On February 27, 2024, the U.S. Patent and Trademark Office (USPTO) published updated guidance in the Federal Register regarding making a proper obviousness determination. The updated guidance reiterates the flexible approach to obviousness required by KSR v. Teleflex since 2007, focusing on post-KSR precedential cases from the Federal Circuit. The “updated guidance also emphasizes the need for a reasoned explanation when reaching a conclusion that a claimed invention would have been obvious.”

According to the USPTO, “The Office does not intend to announce any new Office practice or procedure by way of this updated guidance,” although “[t]his updated guidance will be incorporated into the MPEP in due course.” Curiously, this latter quote ends with a footnote stating that “[t]his notice does not address the impact, if any, of artificial intelligence on the obviousness inquiry.” This may be a clue as to potential future guidance or remarks concerning artificial intelligence that are not yet ready for prime time.

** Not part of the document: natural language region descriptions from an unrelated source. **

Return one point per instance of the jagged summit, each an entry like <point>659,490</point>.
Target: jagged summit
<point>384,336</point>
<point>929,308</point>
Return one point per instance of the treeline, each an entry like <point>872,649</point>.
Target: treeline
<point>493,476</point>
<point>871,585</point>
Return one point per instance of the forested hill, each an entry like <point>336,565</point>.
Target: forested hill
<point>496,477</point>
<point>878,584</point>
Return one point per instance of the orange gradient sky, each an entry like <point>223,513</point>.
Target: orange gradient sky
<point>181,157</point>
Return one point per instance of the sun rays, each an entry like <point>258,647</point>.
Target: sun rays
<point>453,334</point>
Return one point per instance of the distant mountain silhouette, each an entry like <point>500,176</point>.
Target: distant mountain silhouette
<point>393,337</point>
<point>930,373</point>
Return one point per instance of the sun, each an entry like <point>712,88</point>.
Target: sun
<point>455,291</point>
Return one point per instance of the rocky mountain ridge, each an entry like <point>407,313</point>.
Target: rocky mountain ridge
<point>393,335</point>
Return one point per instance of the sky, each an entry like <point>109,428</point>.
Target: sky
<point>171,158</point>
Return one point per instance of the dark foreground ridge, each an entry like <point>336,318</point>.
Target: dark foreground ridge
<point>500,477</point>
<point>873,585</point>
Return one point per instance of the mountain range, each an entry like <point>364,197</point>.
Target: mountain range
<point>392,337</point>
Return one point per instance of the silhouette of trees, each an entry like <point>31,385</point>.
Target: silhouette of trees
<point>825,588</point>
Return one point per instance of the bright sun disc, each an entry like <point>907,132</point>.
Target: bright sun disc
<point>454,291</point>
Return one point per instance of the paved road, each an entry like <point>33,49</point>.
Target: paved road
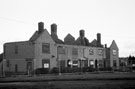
<point>91,84</point>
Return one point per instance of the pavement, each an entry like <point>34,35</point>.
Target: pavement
<point>71,77</point>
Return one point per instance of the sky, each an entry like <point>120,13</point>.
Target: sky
<point>114,19</point>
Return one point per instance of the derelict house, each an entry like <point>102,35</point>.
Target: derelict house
<point>44,50</point>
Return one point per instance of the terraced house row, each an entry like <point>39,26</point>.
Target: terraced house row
<point>44,50</point>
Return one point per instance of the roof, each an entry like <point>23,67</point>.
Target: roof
<point>114,44</point>
<point>34,36</point>
<point>82,41</point>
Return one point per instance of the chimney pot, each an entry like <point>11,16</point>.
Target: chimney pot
<point>82,33</point>
<point>99,38</point>
<point>54,29</point>
<point>40,27</point>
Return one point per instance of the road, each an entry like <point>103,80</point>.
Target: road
<point>90,84</point>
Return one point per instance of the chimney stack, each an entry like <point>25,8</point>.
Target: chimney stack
<point>105,45</point>
<point>82,33</point>
<point>54,29</point>
<point>99,39</point>
<point>40,27</point>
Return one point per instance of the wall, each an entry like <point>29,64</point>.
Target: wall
<point>39,56</point>
<point>25,50</point>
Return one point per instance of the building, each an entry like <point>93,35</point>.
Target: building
<point>44,50</point>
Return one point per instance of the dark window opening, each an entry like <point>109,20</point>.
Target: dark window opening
<point>45,48</point>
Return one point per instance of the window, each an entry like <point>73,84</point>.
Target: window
<point>61,50</point>
<point>45,63</point>
<point>114,63</point>
<point>8,64</point>
<point>16,49</point>
<point>114,52</point>
<point>100,52</point>
<point>74,51</point>
<point>91,52</point>
<point>45,48</point>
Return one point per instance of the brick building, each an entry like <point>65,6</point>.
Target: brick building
<point>44,50</point>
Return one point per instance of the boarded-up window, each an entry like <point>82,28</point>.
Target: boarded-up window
<point>61,50</point>
<point>100,52</point>
<point>74,51</point>
<point>114,63</point>
<point>45,48</point>
<point>8,64</point>
<point>114,52</point>
<point>91,52</point>
<point>45,63</point>
<point>16,49</point>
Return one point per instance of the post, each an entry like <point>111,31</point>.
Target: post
<point>59,64</point>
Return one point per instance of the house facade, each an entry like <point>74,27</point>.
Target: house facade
<point>44,50</point>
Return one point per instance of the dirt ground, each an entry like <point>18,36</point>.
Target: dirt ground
<point>75,81</point>
<point>93,84</point>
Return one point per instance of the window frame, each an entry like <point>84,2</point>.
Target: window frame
<point>46,48</point>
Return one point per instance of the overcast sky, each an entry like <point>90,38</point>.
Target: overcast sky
<point>114,19</point>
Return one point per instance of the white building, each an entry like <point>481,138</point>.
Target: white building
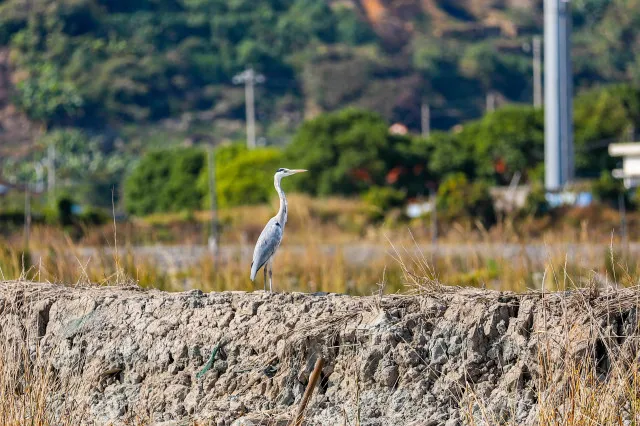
<point>630,171</point>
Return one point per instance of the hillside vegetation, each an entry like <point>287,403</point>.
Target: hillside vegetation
<point>100,63</point>
<point>104,82</point>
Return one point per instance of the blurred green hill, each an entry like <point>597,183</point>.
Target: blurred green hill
<point>110,64</point>
<point>106,80</point>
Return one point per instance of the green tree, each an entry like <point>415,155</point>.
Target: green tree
<point>165,181</point>
<point>349,151</point>
<point>242,176</point>
<point>460,199</point>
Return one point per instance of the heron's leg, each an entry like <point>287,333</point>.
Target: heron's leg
<point>266,265</point>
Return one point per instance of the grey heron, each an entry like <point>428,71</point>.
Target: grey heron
<point>271,235</point>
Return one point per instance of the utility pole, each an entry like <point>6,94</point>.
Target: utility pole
<point>27,215</point>
<point>425,120</point>
<point>537,72</point>
<point>51,173</point>
<point>491,101</point>
<point>558,111</point>
<point>249,78</point>
<point>213,233</point>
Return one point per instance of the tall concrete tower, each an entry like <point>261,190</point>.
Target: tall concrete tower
<point>558,95</point>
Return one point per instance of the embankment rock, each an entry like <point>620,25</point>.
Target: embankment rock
<point>125,355</point>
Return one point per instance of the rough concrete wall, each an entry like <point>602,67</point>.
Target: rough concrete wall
<point>123,353</point>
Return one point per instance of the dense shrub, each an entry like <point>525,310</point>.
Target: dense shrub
<point>460,199</point>
<point>243,176</point>
<point>349,151</point>
<point>165,181</point>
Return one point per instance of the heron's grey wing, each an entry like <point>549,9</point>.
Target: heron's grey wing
<point>267,244</point>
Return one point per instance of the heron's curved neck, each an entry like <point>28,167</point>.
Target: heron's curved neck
<point>282,212</point>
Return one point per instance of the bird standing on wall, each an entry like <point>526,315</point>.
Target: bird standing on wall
<point>271,235</point>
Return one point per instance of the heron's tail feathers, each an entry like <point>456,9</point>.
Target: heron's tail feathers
<point>254,271</point>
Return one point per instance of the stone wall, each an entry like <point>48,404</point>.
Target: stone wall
<point>120,355</point>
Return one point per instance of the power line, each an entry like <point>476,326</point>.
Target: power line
<point>537,72</point>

This updated guidance addresses the impact of the America Invents Act, the Graham factors in obviousness determinations post-KSR, the Federal Circuit’s implementation of KSR, the consideration of all evidence relevant to the question of obviousness, and the application of reasoning to facts in order to make a proper legal determination of obviousness.

Importantly, according to the USPTO, “[t]his updated guidance reinforces the directive that Office personnel are required to provide a clear articulation of their reasoning, grounded in relevant facts, when making a determination that a claim would have been obvious under 35 U.S.C. 103,” noting that this “serve[s] the goal of compact prosecution.”

In applying this updated guidance, the USPTO reminds its personnel that “[a]ny legally proper obviousness rejection must identify facts and then articulate sound reasoning that leads to the conclusion that the claims would have been obvious to a "person of ordinary skill in the art," and that “Office personnel must explain on the record how the conclusion of obviousness was reached.” However, the USPTO also emphasizes that “there is no one-size-fits-all approach to crafting an obviousness rejection.”

We will continue to monitor the impact of this updated guidance, if any, on U.S. prosecution practice.